In July 2008, VirtualTourist.com, Inc. and sister site Onetime were acquired by global Internet travel company Expedia (owners of Tripadvisor.com) for a reported $85 million.
On 6 January 2017 the parent company announced that VirtualTourist was closing down and that operations would cease as of 27 February.
Website features
Each destination page offers information on the local time and date, number of members living there, member tips, hotel reviews, must-see activities, restaurant reviews, local customs, nightlife, off-the-beaten path tips, tourist traps, warnings, transportation, packing lists, shopping, sports travel and general tips.
VT forums
VT offers several forums - a travel forum with a top-down structure to get to each destination, a 'miscellaneous' forum and a technical help forum.
Unlike Rick Steves's website, Tripadvisor, and Cruisecritic, VT has in practice only one 'miscellaneous' or non-destination specific forum (the technical help forum is very narrowly focused on questions about the website itself). Tripadvisor, for example, has some 35 non-destination specific forums. Having only one Miscellaneous Forum has the effect of forcing the entire VT community into one area, with the result that the VT member base tends to interact a great deal.
This leads to one of the biggest differentiators between the other travel websites and VT: the high number of face-to-face meetings that, while encouraged by VT, are largely put together by the members themselves.
Homepages
Members have their own travel pages with space displaying their personal writing and photographs.
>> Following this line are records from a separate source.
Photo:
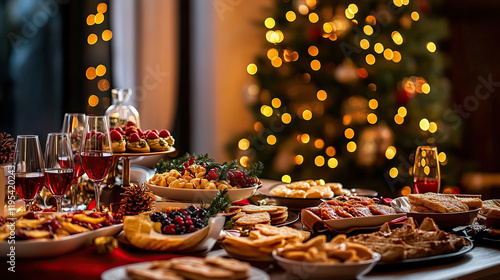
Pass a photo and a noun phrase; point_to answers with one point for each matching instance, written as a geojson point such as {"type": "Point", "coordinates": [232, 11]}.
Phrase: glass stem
{"type": "Point", "coordinates": [97, 190]}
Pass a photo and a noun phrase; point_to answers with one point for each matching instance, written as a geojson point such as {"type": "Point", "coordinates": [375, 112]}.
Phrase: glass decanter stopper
{"type": "Point", "coordinates": [121, 112]}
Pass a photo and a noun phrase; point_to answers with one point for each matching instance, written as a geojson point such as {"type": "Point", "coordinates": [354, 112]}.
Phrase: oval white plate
{"type": "Point", "coordinates": [120, 273]}
{"type": "Point", "coordinates": [200, 195]}
{"type": "Point", "coordinates": [49, 247]}
{"type": "Point", "coordinates": [311, 270]}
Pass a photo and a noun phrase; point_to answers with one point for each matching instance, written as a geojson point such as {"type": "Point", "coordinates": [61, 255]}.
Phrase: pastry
{"type": "Point", "coordinates": [136, 144]}
{"type": "Point", "coordinates": [117, 142]}
{"type": "Point", "coordinates": [156, 143]}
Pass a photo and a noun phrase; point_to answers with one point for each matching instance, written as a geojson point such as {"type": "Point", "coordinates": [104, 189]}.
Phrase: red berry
{"type": "Point", "coordinates": [134, 137]}
{"type": "Point", "coordinates": [152, 135]}
{"type": "Point", "coordinates": [115, 135]}
{"type": "Point", "coordinates": [164, 133]}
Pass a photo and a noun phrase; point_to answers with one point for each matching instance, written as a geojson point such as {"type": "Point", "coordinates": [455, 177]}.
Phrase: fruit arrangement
{"type": "Point", "coordinates": [130, 137]}
{"type": "Point", "coordinates": [54, 226]}
{"type": "Point", "coordinates": [202, 172]}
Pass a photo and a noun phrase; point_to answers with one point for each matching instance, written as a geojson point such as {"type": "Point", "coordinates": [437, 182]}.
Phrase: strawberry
{"type": "Point", "coordinates": [164, 133]}
{"type": "Point", "coordinates": [115, 135]}
{"type": "Point", "coordinates": [152, 135]}
{"type": "Point", "coordinates": [130, 130]}
{"type": "Point", "coordinates": [134, 137]}
{"type": "Point", "coordinates": [120, 130]}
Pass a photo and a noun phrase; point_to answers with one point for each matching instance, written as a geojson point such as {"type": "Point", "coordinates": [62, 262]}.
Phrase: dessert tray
{"type": "Point", "coordinates": [37, 248]}
{"type": "Point", "coordinates": [120, 273]}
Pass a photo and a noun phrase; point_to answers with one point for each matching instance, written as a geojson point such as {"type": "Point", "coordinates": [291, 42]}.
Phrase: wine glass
{"type": "Point", "coordinates": [96, 152]}
{"type": "Point", "coordinates": [28, 168]}
{"type": "Point", "coordinates": [59, 166]}
{"type": "Point", "coordinates": [73, 125]}
{"type": "Point", "coordinates": [426, 174]}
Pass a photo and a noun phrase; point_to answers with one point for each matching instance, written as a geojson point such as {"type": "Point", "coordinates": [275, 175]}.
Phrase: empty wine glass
{"type": "Point", "coordinates": [426, 174]}
{"type": "Point", "coordinates": [73, 125]}
{"type": "Point", "coordinates": [59, 166]}
{"type": "Point", "coordinates": [28, 168]}
{"type": "Point", "coordinates": [96, 152]}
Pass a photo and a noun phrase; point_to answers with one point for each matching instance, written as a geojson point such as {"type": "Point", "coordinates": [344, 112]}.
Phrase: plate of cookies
{"type": "Point", "coordinates": [187, 268]}
{"type": "Point", "coordinates": [301, 194]}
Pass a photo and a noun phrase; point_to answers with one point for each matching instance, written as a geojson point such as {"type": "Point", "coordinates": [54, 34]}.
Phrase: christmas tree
{"type": "Point", "coordinates": [346, 90]}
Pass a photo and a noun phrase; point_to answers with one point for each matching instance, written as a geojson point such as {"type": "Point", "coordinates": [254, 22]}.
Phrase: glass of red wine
{"type": "Point", "coordinates": [59, 166]}
{"type": "Point", "coordinates": [28, 168]}
{"type": "Point", "coordinates": [426, 174]}
{"type": "Point", "coordinates": [73, 125]}
{"type": "Point", "coordinates": [96, 152]}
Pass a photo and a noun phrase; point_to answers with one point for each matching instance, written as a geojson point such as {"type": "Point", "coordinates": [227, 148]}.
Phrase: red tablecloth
{"type": "Point", "coordinates": [82, 264]}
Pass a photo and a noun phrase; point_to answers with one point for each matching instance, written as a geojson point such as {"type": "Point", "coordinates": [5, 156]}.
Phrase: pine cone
{"type": "Point", "coordinates": [136, 199]}
{"type": "Point", "coordinates": [7, 147]}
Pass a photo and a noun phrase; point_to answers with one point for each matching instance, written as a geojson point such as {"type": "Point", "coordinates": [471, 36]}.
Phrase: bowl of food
{"type": "Point", "coordinates": [318, 259]}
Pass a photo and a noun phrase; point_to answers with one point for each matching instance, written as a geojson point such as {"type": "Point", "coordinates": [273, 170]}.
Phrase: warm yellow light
{"type": "Point", "coordinates": [305, 138]}
{"type": "Point", "coordinates": [426, 88]}
{"type": "Point", "coordinates": [319, 161]}
{"type": "Point", "coordinates": [243, 144]}
{"type": "Point", "coordinates": [269, 23]}
{"type": "Point", "coordinates": [321, 95]}
{"type": "Point", "coordinates": [390, 152]}
{"type": "Point", "coordinates": [286, 118]}
{"type": "Point", "coordinates": [99, 18]}
{"type": "Point", "coordinates": [397, 56]}
{"type": "Point", "coordinates": [299, 159]}
{"type": "Point", "coordinates": [286, 179]}
{"type": "Point", "coordinates": [313, 51]}
{"type": "Point", "coordinates": [91, 19]}
{"type": "Point", "coordinates": [315, 65]}
{"type": "Point", "coordinates": [349, 133]}
{"type": "Point", "coordinates": [276, 102]}
{"type": "Point", "coordinates": [244, 161]}
{"type": "Point", "coordinates": [272, 53]}
{"type": "Point", "coordinates": [266, 110]}
{"type": "Point", "coordinates": [415, 16]}
{"type": "Point", "coordinates": [252, 69]}
{"type": "Point", "coordinates": [368, 30]}
{"type": "Point", "coordinates": [402, 111]}
{"type": "Point", "coordinates": [442, 157]}
{"type": "Point", "coordinates": [388, 54]}
{"type": "Point", "coordinates": [424, 124]}
{"type": "Point", "coordinates": [364, 44]}
{"type": "Point", "coordinates": [393, 172]}
{"type": "Point", "coordinates": [93, 100]}
{"type": "Point", "coordinates": [92, 39]}
{"type": "Point", "coordinates": [398, 119]}
{"type": "Point", "coordinates": [100, 70]}
{"type": "Point", "coordinates": [351, 146]}
{"type": "Point", "coordinates": [330, 151]}
{"type": "Point", "coordinates": [107, 35]}
{"type": "Point", "coordinates": [432, 127]}
{"type": "Point", "coordinates": [319, 143]}
{"type": "Point", "coordinates": [307, 115]}
{"type": "Point", "coordinates": [431, 47]}
{"type": "Point", "coordinates": [370, 59]}
{"type": "Point", "coordinates": [271, 139]}
{"type": "Point", "coordinates": [405, 191]}
{"type": "Point", "coordinates": [102, 8]}
{"type": "Point", "coordinates": [373, 104]}
{"type": "Point", "coordinates": [333, 163]}
{"type": "Point", "coordinates": [313, 17]}
{"type": "Point", "coordinates": [90, 73]}
{"type": "Point", "coordinates": [372, 118]}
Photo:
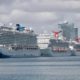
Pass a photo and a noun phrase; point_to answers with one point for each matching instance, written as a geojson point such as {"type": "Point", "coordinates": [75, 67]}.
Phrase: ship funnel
{"type": "Point", "coordinates": [20, 27]}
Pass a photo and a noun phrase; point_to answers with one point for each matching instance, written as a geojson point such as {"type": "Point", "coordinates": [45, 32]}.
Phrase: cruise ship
{"type": "Point", "coordinates": [18, 42]}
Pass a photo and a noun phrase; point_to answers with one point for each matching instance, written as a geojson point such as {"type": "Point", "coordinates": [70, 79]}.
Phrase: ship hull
{"type": "Point", "coordinates": [20, 53]}
{"type": "Point", "coordinates": [57, 54]}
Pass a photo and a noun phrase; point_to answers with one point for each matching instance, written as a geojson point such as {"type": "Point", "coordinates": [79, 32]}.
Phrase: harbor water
{"type": "Point", "coordinates": [40, 68]}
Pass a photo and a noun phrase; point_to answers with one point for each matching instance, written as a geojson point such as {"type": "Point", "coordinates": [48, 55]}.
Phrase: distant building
{"type": "Point", "coordinates": [68, 31]}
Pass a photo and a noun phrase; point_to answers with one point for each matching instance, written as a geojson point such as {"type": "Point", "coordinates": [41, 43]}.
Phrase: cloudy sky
{"type": "Point", "coordinates": [40, 14]}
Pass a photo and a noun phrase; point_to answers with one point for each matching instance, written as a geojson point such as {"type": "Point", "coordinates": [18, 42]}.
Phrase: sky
{"type": "Point", "coordinates": [40, 15]}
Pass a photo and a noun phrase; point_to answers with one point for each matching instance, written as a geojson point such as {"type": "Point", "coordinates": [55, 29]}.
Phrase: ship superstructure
{"type": "Point", "coordinates": [18, 42]}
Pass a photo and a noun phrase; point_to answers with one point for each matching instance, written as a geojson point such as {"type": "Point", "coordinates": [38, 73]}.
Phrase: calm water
{"type": "Point", "coordinates": [43, 68]}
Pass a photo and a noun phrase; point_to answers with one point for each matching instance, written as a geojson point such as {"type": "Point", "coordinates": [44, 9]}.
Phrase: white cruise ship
{"type": "Point", "coordinates": [18, 42]}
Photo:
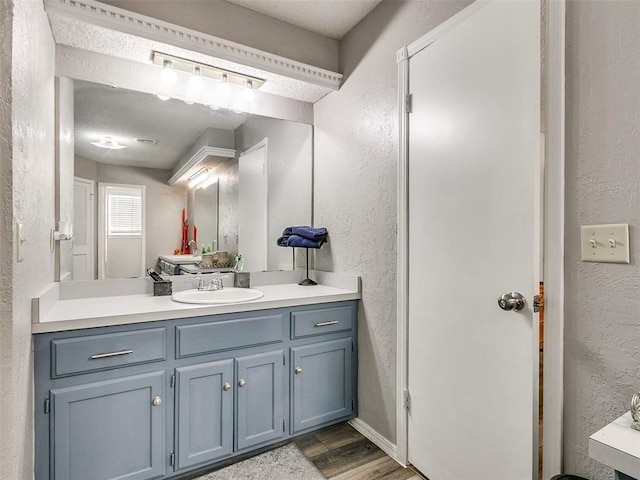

These homepages can be much more extensive in content when compared to the 'user profile' at Tripadvisor and other travel websites.
Top Ten lists
VirtualTourist takes advantage of its worldwide membership to periodically ask for "Top Ten" lists. These lists, humorous as well as informative, are routinely repeated in the press around the world.
On November 14, 2008, Reuters carried a story on VirtualTourist's list of the "World's Top 10 Ugliest Buildings and Monuments." Boston City Hall came in first place. Other top ten lists have included:
Recognition
Other reviews
Corriere della Sera (an Italian newspaper) listed VirtualTourist as one of the "big three" travel community websites in 2005 (along with TripAdvisor and Worldsurface). The newspaper commended VT for being easy to navigate, 'spartan,' equipped with a search engine to goes down to the smallest town, and really covering the world ("Facile da navigare, spartano, è dotato di un motore di ricerca che arriva alla città più piccola (esempio, Finale ligure) e copre davvero il mondo"). In addition, the paper advised Italian readers to evaluate the website by looking at the tips on their own hometowns.
In a September 2007 International Herald Tribune article about how online travel agencies like Orbitz.com were enabling the capability of users to add tips and helpful content like social networking travel websites, New York Times contributor Bob Tedeschi said, "As fast-growing as the new travel networking tools are (i.e., Orbitz.com and others), they have far to go before they challenge the category leaders, Yahoo Travel and VirtualTourist.com."